5 Summary and conclusions

This study focused on the development of a novel approach for the system identification (SI) of structural system parameters. The reason for this development was that the current deterministic SI approach had some issues such as non-stability and non-uniqueness of solutions, and that the probabilistic SI method based on a Bayesian network bore a large computational cost to construct conditional probability tables (CPTs) between structural parameter and response output nodes. Therefore, to overcome these limitations, the concepts of a Bayesian hierarchical model (BHM) technique were combined with a Bayesian updating framework instead of utilizing the discrete Bayesian network scheme. In Bayesian statistics, the BHM is a common concept in estimating the parameters of posterior distributions. The correctness of the BHM has already been proved, theoretically [25]. The merit of such technique is prominent when data/information are available on several different levels of observational units. The proposed BHM-based SI approach enabled utilization of the existing relations between structural parameters and responses, which was given in closed function form. This could eliminate the computational efforts needed to construct CPTs between parameter and response nodes. Also, the proposed approach embedded in the Bayesian updating did not need any optimization, so the ill-posedness problems that might occur in the deterministic SI approach could be avoided.

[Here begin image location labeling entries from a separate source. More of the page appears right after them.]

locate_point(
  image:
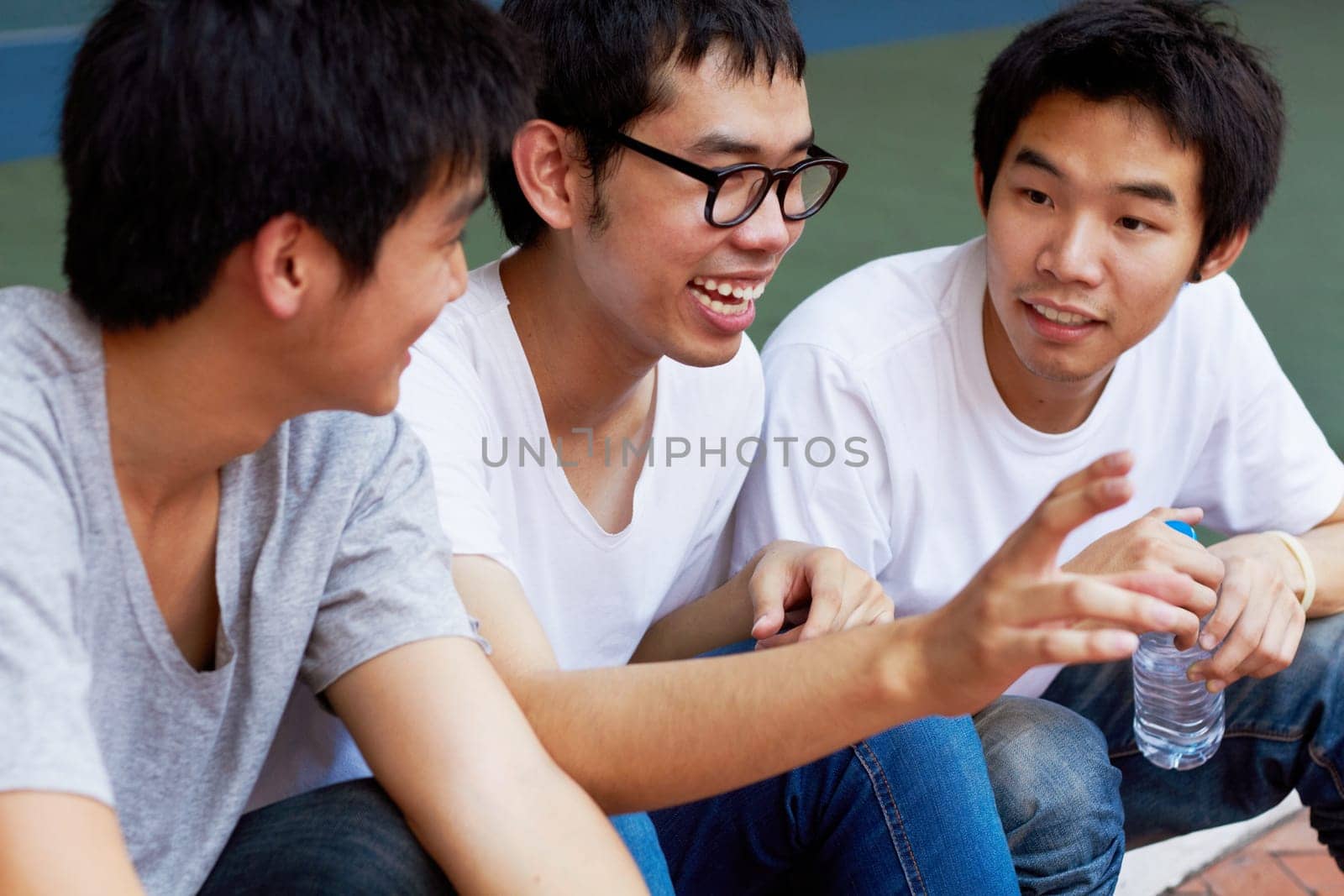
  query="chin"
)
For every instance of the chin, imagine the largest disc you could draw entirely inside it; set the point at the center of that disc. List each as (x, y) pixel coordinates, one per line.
(707, 352)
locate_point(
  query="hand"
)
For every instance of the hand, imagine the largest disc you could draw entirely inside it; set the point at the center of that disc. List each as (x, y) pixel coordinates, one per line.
(1019, 609)
(1258, 617)
(1148, 544)
(819, 587)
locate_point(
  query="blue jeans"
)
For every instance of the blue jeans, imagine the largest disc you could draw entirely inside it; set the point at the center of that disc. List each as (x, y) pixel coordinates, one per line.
(353, 839)
(906, 812)
(1073, 788)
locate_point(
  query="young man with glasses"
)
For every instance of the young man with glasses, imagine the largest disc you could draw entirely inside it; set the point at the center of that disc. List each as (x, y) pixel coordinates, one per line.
(1122, 154)
(187, 521)
(586, 406)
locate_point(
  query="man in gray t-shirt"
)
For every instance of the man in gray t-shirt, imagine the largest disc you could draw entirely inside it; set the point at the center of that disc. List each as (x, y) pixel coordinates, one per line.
(192, 521)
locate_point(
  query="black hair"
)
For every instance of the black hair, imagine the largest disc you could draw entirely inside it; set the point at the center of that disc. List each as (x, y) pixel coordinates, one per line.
(602, 66)
(1173, 56)
(188, 123)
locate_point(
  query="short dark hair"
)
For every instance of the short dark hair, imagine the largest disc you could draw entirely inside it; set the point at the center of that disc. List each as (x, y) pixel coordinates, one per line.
(601, 63)
(1213, 89)
(188, 123)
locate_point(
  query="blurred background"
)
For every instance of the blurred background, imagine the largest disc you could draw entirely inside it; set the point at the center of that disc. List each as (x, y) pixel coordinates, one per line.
(891, 86)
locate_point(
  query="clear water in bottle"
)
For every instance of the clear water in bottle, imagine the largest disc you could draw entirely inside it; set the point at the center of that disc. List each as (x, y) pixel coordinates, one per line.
(1178, 723)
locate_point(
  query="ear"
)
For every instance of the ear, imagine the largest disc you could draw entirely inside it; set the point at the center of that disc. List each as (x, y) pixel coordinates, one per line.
(548, 172)
(1222, 255)
(281, 268)
(980, 190)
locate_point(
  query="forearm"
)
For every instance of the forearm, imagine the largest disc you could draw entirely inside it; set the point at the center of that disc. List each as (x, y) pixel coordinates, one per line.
(450, 747)
(62, 844)
(655, 735)
(719, 618)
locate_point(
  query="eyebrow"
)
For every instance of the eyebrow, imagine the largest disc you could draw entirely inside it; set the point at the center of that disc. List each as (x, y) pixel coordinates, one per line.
(1151, 190)
(721, 144)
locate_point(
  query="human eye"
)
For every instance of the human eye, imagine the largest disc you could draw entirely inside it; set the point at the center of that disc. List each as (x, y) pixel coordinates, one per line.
(1037, 197)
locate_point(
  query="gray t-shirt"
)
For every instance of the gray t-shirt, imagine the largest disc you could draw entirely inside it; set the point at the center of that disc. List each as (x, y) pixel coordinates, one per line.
(328, 553)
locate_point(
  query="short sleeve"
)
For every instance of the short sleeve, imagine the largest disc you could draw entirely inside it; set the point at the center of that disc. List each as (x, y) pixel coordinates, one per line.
(1267, 464)
(47, 738)
(822, 474)
(390, 580)
(441, 399)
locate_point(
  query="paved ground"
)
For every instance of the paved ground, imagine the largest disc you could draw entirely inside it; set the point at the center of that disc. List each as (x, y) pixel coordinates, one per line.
(1284, 862)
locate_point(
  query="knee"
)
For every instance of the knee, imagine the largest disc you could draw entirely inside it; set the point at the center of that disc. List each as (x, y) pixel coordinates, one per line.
(338, 839)
(1050, 772)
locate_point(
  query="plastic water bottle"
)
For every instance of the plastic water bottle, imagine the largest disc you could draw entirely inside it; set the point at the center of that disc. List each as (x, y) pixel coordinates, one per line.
(1178, 723)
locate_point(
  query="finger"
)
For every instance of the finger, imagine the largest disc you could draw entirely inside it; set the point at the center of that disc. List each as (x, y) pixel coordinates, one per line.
(1241, 642)
(875, 604)
(1200, 564)
(1041, 647)
(1278, 647)
(770, 586)
(831, 584)
(1100, 488)
(1193, 516)
(1231, 602)
(1074, 598)
(780, 640)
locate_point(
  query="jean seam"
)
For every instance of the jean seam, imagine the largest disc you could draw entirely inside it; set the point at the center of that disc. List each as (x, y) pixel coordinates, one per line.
(886, 797)
(1328, 766)
(1238, 732)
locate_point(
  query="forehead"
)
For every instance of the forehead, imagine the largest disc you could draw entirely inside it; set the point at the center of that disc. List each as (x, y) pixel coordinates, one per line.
(1105, 143)
(716, 94)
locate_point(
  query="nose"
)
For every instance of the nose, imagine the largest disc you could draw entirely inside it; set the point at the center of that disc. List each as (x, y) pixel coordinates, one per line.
(1074, 251)
(766, 230)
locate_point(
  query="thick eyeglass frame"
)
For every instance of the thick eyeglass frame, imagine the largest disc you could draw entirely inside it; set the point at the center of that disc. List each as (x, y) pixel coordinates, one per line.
(714, 177)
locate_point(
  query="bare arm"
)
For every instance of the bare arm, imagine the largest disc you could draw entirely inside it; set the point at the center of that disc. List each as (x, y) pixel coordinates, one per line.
(488, 804)
(62, 844)
(662, 734)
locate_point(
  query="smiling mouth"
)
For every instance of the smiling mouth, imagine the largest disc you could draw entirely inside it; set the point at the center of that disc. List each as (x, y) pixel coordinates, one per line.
(1055, 316)
(726, 297)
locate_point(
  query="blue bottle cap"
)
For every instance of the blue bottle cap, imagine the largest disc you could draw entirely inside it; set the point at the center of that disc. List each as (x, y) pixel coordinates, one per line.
(1184, 528)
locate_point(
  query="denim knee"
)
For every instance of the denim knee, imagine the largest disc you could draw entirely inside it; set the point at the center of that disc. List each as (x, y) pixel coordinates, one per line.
(1058, 794)
(349, 837)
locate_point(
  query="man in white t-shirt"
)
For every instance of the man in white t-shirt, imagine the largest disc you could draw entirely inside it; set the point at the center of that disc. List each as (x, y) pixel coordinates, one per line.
(1122, 154)
(591, 407)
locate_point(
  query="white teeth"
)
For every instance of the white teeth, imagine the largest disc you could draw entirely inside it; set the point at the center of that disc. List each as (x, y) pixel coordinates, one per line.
(1062, 317)
(721, 308)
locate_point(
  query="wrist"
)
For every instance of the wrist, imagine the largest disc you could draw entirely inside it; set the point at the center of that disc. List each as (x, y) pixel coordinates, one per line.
(902, 669)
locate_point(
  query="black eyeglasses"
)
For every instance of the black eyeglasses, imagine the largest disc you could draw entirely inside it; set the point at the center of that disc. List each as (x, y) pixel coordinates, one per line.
(737, 191)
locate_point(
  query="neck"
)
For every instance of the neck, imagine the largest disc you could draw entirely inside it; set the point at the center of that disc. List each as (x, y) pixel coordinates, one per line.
(1045, 405)
(178, 410)
(588, 372)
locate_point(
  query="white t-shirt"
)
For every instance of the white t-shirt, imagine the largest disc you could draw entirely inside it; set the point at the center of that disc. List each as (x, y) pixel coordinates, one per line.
(470, 396)
(894, 354)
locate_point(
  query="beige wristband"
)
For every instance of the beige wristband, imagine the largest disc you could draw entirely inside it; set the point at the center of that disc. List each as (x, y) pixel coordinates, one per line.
(1304, 560)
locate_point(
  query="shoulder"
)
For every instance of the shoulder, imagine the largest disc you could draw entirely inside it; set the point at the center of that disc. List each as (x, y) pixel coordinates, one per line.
(878, 307)
(45, 335)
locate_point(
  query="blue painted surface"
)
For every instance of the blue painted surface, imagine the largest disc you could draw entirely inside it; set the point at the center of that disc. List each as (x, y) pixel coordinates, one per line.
(33, 80)
(34, 63)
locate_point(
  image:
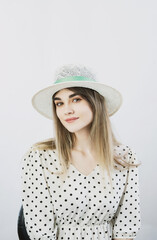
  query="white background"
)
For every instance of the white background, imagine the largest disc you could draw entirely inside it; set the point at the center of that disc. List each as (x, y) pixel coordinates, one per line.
(118, 39)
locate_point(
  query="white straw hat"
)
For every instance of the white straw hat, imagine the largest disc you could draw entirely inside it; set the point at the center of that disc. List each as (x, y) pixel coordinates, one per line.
(72, 75)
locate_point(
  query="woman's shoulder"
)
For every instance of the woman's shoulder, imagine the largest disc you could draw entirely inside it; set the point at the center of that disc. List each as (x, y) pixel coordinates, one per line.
(46, 156)
(126, 153)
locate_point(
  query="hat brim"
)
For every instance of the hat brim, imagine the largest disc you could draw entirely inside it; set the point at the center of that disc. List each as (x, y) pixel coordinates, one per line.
(42, 100)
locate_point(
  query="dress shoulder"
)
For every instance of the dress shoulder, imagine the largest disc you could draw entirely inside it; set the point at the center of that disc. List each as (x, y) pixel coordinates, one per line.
(126, 154)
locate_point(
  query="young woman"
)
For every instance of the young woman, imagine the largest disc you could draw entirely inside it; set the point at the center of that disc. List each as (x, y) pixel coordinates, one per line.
(83, 183)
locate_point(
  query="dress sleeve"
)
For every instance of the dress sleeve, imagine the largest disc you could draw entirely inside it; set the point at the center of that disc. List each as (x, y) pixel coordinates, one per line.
(127, 219)
(36, 199)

The effectiveness of the proposed BHM-based SI method was successfully verified by application to two experimental structures and a realistic soil-slope structure. Comparison of the calculated and actual measurement results showed that the proposed method well identified uncertain structural system parameters. In addition, the proposed SI approach provided relatively accurate and confident estimation results compared to the maximum likelihood estimation approach. Thus, the proposed approach can be utilized to address SI problems for complex structural systems and their computational models by integration with a statistical regression approach or various machine learning algorithms, which will be considered in future studies.